Consider, for example, a simple vending machine which dispenses drinks. Users first select a drink. They then insert coins, with the total balance being stored in a register \(r_2\) and displayed as output on a small screen. Once sufficient payment has been inserted, the machine vends the selected drink. If the user attempts to dispense their drink before inserting sufficient payment, no output is produced. The EFSM representing this system is shown in Fig. 2.

Fig. 2
figure 2

An EFSM model of the drinks machine

Executions and Traces EFSMs produce traces in response to executions. An execution is a sequence of \((\textit{label}, \textit{inputs})\) pairs called actions which correspond to method invocations and their arguments. A trace is an ordered sequence of \((\textit{label}, \textit{inputs}, \textit{outputs})\) triples called events, in which outputs are the outputs produced by the model in response to invoking method label with the given inputs. Syntactic sugar allows us to write events as label(inputs)/outputs such that the event coin(50)/[50] represents the coin action being called with the input 50 and producing the output 50.

Trace events may also include an extra element which gives information as to the values of the system’s internal variables. Such traces are usually called white box traces, as they require us to look inside the system. Traces which only contain information visible from outside the system are called black box traces.
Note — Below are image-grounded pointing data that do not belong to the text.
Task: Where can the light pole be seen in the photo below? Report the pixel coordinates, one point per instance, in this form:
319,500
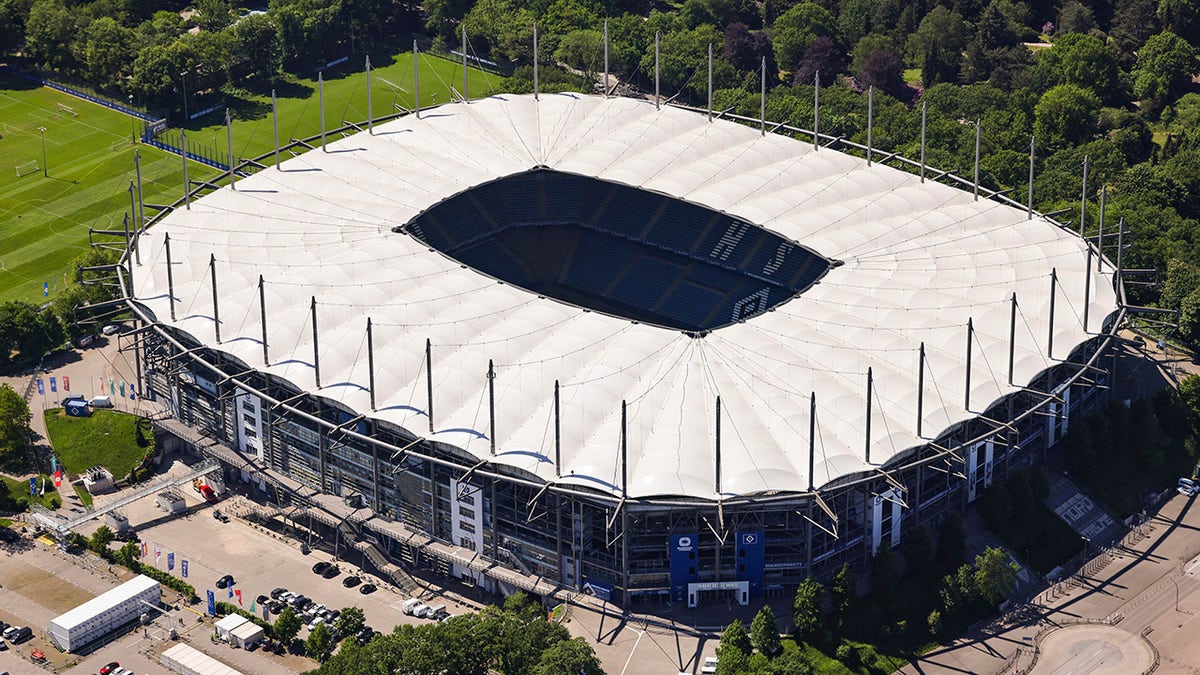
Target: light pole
183,78
42,130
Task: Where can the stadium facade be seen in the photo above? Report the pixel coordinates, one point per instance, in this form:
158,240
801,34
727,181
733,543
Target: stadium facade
623,348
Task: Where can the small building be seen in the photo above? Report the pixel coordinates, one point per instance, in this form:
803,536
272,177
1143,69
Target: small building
246,634
189,661
99,481
226,626
118,521
77,407
171,502
103,614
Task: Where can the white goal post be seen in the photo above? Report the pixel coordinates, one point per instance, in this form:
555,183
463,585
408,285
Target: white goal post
28,168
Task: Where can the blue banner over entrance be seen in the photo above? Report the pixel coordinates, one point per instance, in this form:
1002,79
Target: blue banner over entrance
684,565
750,561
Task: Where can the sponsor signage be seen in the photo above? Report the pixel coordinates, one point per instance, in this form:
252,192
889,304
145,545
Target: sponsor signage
683,554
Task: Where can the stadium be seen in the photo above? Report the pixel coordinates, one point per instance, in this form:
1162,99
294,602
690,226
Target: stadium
603,345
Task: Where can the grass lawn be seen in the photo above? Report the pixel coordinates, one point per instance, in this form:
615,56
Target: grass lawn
107,438
89,162
18,489
346,99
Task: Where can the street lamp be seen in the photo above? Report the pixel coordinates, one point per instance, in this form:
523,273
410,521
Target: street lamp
183,78
42,130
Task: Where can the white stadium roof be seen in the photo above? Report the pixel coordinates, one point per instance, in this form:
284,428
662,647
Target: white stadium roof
919,261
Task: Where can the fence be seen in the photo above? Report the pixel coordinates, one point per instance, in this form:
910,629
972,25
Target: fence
78,94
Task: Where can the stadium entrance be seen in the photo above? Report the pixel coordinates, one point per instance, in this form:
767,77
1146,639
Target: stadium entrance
718,591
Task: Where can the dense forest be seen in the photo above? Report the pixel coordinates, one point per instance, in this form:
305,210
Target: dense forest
1108,81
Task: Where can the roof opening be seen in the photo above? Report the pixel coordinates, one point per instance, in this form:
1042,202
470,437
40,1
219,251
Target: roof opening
619,250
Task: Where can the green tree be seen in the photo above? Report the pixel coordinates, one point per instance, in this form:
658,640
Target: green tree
937,45
101,538
807,609
569,657
735,639
127,554
49,31
1067,114
319,643
765,632
796,29
286,626
108,52
843,592
995,575
1165,63
257,45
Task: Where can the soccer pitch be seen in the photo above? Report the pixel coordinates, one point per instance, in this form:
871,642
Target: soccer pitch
346,99
88,167
89,155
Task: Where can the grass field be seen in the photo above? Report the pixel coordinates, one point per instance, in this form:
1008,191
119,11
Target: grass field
18,488
89,156
89,161
107,438
346,99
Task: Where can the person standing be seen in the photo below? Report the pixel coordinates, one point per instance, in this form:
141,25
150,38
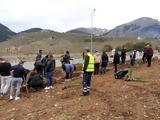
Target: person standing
5,72
88,69
38,63
149,55
123,55
97,57
133,58
104,62
17,77
116,60
68,68
66,57
50,67
144,54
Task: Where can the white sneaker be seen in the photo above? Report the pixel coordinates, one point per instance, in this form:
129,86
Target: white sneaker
51,87
11,97
17,98
47,88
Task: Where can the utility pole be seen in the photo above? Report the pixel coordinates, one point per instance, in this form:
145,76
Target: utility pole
92,30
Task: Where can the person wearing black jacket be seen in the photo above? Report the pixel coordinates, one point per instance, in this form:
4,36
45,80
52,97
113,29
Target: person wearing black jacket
104,62
38,63
5,69
123,55
35,80
88,69
50,67
17,77
66,57
116,60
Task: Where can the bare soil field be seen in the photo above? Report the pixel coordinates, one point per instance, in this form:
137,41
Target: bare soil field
110,99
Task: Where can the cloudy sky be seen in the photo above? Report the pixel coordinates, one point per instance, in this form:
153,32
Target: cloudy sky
63,15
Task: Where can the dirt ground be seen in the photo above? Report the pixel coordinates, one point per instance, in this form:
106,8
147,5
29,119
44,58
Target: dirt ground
110,99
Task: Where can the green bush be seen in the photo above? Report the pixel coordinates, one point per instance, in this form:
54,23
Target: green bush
107,48
139,46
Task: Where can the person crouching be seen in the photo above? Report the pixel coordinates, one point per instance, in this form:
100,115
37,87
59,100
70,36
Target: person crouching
35,81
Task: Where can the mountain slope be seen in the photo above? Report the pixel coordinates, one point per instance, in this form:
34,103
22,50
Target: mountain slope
5,33
32,30
142,27
88,31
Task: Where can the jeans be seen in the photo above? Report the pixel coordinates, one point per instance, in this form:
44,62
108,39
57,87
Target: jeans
149,59
96,68
18,82
49,76
5,84
86,82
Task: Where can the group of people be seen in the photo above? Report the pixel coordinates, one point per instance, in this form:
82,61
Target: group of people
134,56
44,68
11,76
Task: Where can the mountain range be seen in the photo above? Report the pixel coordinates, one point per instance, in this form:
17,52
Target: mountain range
5,33
144,27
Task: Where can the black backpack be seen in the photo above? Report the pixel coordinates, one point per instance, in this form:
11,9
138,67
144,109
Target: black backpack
120,74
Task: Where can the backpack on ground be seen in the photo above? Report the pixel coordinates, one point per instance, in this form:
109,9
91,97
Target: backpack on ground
120,74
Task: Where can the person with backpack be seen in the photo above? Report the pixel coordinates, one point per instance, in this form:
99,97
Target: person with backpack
38,63
123,55
34,81
88,69
44,62
5,72
104,62
68,68
97,57
66,57
116,60
17,77
133,58
149,55
144,54
50,67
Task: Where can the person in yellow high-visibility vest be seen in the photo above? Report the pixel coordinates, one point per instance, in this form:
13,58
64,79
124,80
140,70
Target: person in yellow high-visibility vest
88,69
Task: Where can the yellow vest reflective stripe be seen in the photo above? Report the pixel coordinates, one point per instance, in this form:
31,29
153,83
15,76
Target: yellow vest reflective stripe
90,67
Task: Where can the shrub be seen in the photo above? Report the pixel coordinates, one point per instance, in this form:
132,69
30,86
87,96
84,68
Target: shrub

Trace Properties and Linear Temporal Logic Model checkers allow us to verify systems by specifying properties over their traces expressed in temporal logics such as LTL [36]. These logics allow us to express sequential behaviours of our system such as “event a is always followed by event b”. In addition to the conventional logic operators of conjunction, disjunction, and negation, LTL provides the following temporal operators.

G(P):

for globally—the given property, P, is always true

F(P):

for eventually—the given property, P, becomes true at some point

X(P):

for next—the given property P is true in the next state

\(P~\textit{U}~Q\):

for until—the given property, P, holds until the release property Q becomes true. The until operator has two flavours, strong and weak, both of which may be expressed in terms of the other. Strong until (sometimes denoted by S) is the default and is only true if the release condition eventually occurs. In contrast, weak until (denoted \(\textit{W}\)) does not require the release condition, Q, to ever become true if the property P holds globally. Isabelle, SAL, and our toolchain all support both flavours.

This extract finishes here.